More people are getting married after 50 than ever before. Our culture is more accepting of divorce, and so it makes sense that more people are marrying or remarrying in our 50s. A person whose spouse dies, is also more likely to remarry than not, so there are more “available” 50+ partners than ever before. The good news is, marriage after 50 can bring fun, security and adventure that sometimes doesn’t happen when we’re younger.
Marriage After 50 Statistics
Have you suddenly started seeing more 50+ dating sites advertised during your favorite television shows? You’re not imagining that. Senior online dating choices are everywhere!
According to recent “marriage after 50” statistics, Pew research , divorce for people in midlife has almost doubled since the 1990s. Part of this phenomena is because many baby boomers grew up embracing “free love,” or whatever it took for “my” pleasure. We’ve carried that demand for personal fulfillment into our lives after our marriage fails or our spouse dies.
Why Get Married After 50?
If you’re single at 50+, you’re likely still healthy and will eventually want to get married again. There are people who are so devastated and angry about divorce, they close their heart to finding love again, but for most people, that is not the case. Most midlife people remarry within four years after their divorce.
Speaking from experience, marriage after 50 can be just as exciting as marriage in your 20s or 30s. After all, 50 is supposedly the new 30! After 50, after a divorce, if we have done the healing work we need to do, we usually have a clearer idea of what we’re looking for.

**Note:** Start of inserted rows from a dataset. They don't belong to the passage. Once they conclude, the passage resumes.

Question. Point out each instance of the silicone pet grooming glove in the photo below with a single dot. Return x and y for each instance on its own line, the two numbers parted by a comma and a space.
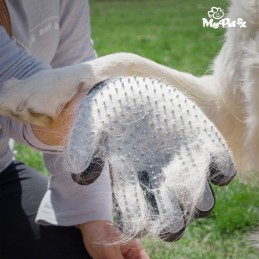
162, 150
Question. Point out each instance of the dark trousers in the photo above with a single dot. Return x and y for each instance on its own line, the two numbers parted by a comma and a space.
21, 190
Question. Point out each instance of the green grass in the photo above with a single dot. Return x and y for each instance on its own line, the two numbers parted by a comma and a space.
171, 32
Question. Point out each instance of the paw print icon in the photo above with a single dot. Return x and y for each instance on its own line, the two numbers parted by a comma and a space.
216, 13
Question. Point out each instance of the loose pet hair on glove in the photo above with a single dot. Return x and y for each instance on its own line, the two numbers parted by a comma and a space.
228, 96
162, 151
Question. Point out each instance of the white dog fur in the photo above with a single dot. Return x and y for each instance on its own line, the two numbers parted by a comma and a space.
229, 96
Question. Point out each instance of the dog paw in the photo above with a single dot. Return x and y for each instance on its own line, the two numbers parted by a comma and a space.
38, 99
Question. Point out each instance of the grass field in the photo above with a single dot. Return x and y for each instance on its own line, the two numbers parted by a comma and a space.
171, 32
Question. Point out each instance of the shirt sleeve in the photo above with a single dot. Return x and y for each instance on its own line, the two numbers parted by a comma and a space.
65, 202
75, 45
16, 62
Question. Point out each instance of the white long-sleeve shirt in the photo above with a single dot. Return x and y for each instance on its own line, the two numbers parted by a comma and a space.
47, 35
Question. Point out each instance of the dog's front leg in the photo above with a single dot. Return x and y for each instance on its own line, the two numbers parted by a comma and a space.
250, 66
40, 98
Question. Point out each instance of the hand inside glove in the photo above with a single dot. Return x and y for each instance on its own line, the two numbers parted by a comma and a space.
162, 151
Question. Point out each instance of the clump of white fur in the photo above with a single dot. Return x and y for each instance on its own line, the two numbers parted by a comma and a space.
142, 125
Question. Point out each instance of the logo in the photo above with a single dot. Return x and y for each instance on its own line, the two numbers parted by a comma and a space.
216, 20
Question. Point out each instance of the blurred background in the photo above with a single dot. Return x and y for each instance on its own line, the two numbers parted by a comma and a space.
171, 32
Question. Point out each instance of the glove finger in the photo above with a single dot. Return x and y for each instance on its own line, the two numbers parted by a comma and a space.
157, 201
93, 171
207, 204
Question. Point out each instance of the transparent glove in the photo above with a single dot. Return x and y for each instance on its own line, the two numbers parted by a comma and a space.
162, 150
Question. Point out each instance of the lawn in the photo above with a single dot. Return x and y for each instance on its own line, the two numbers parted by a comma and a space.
170, 32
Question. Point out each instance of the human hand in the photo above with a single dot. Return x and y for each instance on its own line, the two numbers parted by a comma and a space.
103, 240
162, 151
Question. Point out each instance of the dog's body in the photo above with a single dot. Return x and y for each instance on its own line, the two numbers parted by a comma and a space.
229, 97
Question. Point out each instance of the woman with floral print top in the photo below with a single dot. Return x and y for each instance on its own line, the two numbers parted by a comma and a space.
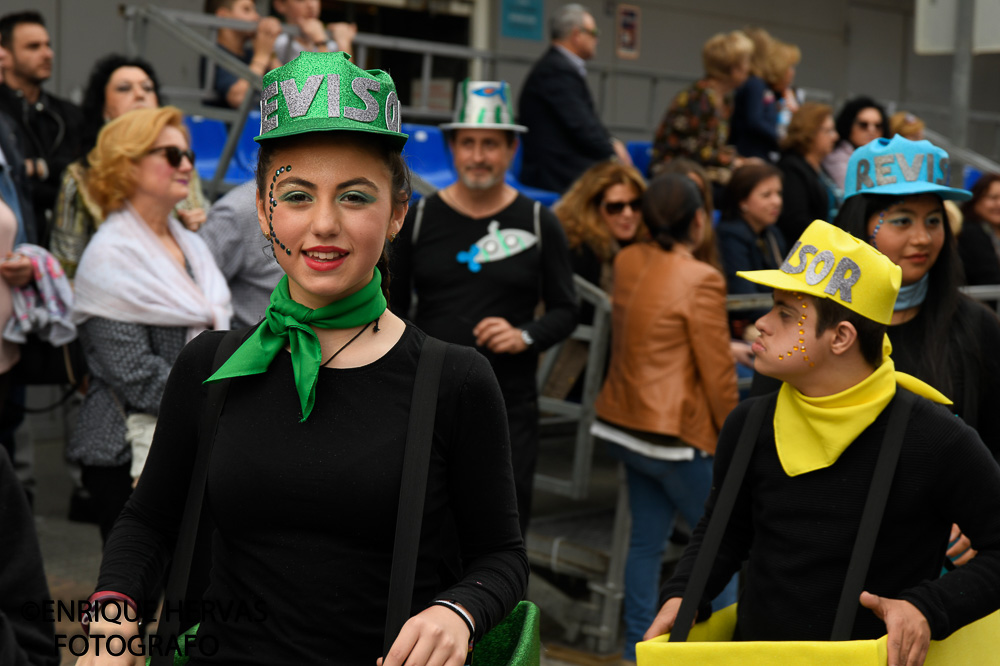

When I married at 21, my list of “must haves” was different than my list when I remarried at 53. It was also easier to cross someone off of my list after 50 when I knew they weren’t marriage material! Life is short, and I knew what I wanted and wasn’t afraid to end a relationship that wasn’t good for me. I hear the same from women who come to us for help.
Love & Companionship!
After divorce or the death of a spouse, two of the hardest things to deal with are the loss of romantic love and simple companionship. The absence of those intimate daily connections with another human being after our spouse leaves is devastating to most women.
When our company did research a few years back, loneliness is one of the hardest issues to deal with after a 50+ divorce. We are experiencing a lot of loss around that time in our lives. Our bodies are changing … menopause and midlife crises sometimes wreak havoc on our physical and emotional selves.
Sometimes, that is what causes our divorce. Usually men, and now more women, are willing to break their marriage vows to deal with those challenges. That’s a cowardly way to deal with something that all of us inevitably face.
Other losses in our fifties include the fact that our children are more independent and leaving home. The “empty nest” is difficult after you have had a houseful of people for 20 or 25 years. Our parents are usually needing more help from us at this time, too. The loss of a parent, to death or dementia, is a serious adjustment as well.
Many people who divorce in their 50s are alone for the very first time. The loneliness can overwhelm us. After divorce, women feel desperate to find love and companionship to ease those losses of midlife. That is one reason some people get into marriage or remarriage too soon.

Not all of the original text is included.